The grading breakdown is as follows:
- 5 Labs (15% x 5)
- Final Project (25%)
- Proposal (5%)
- Presentation + Final Report (20%)
- Participation Bonus (4%)
Note that this class does not have any tests or exams.
Labs
There will be 5 labs over the course of the semester.
- Lab1: Pruning
- Lab2: Quantization
- Lab3: Neural architecture search
- Lab4: LLM compression
- Lab5: LLM deployment on laptop
Collaboration Policy
Labs must be done individually: each student must hand in their own answers. However, it is acceptable to collaborate when figuring out answers and to help each other solve the problems. We will be assuming that, as participants in a graduate course, you will be taking the responsibility to make sure you personally understand the solution arising from such collaboration. You also must indicate on each homework with whom you have collaborated.
Late Policy
You will be allowed 6 total homework late days without penalty for the entire semester. You may be late by up to 6 days on any homework assignment. Once those days are used, you will be penalized according to the following policy:
- Homework is worth full credit at the due time on the due date.
- The allowed late days are counted by day (i.e., each new late day starts at 11:59 pm ET).
- Once the allowed late days are exceeded, the penalty is 50% per late day counted by day.
- The homework is worth zero credit 2 days after exceeding the late day limit.

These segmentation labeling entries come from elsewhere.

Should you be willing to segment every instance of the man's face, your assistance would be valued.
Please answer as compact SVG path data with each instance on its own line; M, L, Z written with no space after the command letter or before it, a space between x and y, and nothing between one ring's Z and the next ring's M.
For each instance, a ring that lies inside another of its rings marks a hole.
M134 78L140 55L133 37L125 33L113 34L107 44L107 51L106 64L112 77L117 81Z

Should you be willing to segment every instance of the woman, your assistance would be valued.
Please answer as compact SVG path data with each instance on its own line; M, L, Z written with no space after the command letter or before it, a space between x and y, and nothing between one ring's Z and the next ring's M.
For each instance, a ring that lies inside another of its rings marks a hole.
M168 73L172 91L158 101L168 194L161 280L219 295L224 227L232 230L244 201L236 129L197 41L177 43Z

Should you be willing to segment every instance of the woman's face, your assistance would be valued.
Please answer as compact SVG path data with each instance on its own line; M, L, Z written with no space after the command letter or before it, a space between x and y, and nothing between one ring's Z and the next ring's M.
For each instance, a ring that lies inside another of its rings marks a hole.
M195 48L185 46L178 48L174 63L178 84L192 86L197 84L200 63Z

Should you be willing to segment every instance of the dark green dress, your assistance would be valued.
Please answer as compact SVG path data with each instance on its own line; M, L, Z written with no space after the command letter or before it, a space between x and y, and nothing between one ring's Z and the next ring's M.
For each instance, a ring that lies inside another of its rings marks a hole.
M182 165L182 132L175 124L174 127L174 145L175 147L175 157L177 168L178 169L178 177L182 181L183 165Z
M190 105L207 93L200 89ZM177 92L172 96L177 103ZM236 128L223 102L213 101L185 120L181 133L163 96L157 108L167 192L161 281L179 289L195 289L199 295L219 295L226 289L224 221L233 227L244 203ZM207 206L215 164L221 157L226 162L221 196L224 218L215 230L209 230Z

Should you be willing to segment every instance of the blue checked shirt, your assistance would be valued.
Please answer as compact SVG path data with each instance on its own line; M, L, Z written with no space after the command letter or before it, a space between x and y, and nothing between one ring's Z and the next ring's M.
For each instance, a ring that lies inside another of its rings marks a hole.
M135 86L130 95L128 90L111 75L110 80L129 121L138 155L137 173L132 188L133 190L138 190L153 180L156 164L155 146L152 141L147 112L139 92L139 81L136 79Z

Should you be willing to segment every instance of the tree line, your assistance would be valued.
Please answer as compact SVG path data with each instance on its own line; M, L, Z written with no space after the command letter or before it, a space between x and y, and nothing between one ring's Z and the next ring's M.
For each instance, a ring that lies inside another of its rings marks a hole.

You must turn in at least 4 of the 5 assignments, even if for zero credit, in order to pass the course.
Regrade Policy
If you feel that we have made a mistake in grading your work, please submit a regrading request to TAs during the office hour and we will consider your request. Please note that regrading of a homework may cause your grade to go either up or down.
Final Project
The class project will be carried out in groups of 2 or 3 people, and has three main parts:
- proposal: choose from a list of suggested projects, or propose your own project
- oral presentation (~10 mins per group)
- final report (4 pages, using the NeurIPS template)
Participation Bonus
We appreciate everyone being actively involved in the class! There are several ways of earning participation bonus credit, which will be capped at 4%:
- Completing mid-semester evaluation: Around the middle of the semester, we will send out a survey to help us understand how the course is going, and how we can improve. Completing it is worth 1%.
- Karma point: Any other act that improves the class, which a TA or instructor notices and deems worthy: 3%.